All right, that's what we were after! Now we need to glue things together. In Alfred's Preferences, go to Workflows and create a new blank workflow. First tap on the "[𝑥]" button to set up variables. You'll need at least one, to specify where your project lives. Call it root, specify your folder as the value, and uncheck "Don't Export" as you want it as an environment variable in your script.

Next ctrl-click in the workflow background to get the context menu and select Inputs > Script Filter. In the filter configuration panel, give your workflow a keyword — I call mine regenios, this is how I invoke it in Alfred — uncheck "with space", and select "Argument Required". Select /bin/bash as the script language, and as text add this:

cd $root
find . -maxdepth 3 -mindepth 3 -name regenerate-project.command -print | jq -nR '{
    "items": [
        inputs |
        select(length>0) |
        split("/")[1:3] as $parts |
        $parts |
        join("/") as $file |
        {
            "uid": $file,
            "type": "file",
            "title": $file,
            "arg": $file,
            match: $parts | join(": ")
        }
    ]
}'

Now click Save to save your Script Filter. Then ctrl-click in the workflow background again and this time select Actions > Terminal Command. Insert the following as the terminal command:

{var:root}/{query}/regenerate-project.command && exit

Again click save. Finally in the workflow editor drag a connection from the Script Filter shape to the Terminal Command box and you're done.

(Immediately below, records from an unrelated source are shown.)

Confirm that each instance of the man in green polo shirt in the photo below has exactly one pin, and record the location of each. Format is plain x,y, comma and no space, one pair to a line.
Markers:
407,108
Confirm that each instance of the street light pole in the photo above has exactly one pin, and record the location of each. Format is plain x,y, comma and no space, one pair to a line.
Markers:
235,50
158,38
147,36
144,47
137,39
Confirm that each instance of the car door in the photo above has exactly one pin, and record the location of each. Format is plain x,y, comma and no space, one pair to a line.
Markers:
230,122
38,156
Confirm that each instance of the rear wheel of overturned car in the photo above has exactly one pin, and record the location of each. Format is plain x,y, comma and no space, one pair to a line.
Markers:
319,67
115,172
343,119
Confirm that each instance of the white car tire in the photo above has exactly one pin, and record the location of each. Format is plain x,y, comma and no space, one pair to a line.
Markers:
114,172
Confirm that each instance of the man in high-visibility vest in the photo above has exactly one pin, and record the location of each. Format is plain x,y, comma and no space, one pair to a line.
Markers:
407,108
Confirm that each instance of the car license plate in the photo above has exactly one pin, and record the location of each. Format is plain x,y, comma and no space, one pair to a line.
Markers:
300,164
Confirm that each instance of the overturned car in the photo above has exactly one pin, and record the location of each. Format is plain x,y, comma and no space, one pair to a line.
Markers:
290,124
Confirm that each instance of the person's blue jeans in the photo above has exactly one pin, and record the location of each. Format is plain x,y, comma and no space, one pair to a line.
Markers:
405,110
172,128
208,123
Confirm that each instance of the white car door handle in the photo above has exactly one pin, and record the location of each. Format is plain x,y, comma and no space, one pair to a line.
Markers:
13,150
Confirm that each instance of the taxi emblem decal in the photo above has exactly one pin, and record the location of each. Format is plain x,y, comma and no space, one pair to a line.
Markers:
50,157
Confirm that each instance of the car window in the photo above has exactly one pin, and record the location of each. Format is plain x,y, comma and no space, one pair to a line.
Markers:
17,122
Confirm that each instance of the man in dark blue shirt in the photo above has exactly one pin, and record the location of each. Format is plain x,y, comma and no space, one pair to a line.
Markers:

Now when you open the Alfred command window and type regenios and two spaces, you should get a full list of all the items your script produced. If you start typing after the first space, Alfred will match the beginning of each word of the match field of the JSON objects we produced and give a list of the matching items.

As I said at the start of this article, this probably isn't of much use to you as is. But it might be useful as inspiration.

1

Yes, I'm aware of -print0, but it seems jq isn't.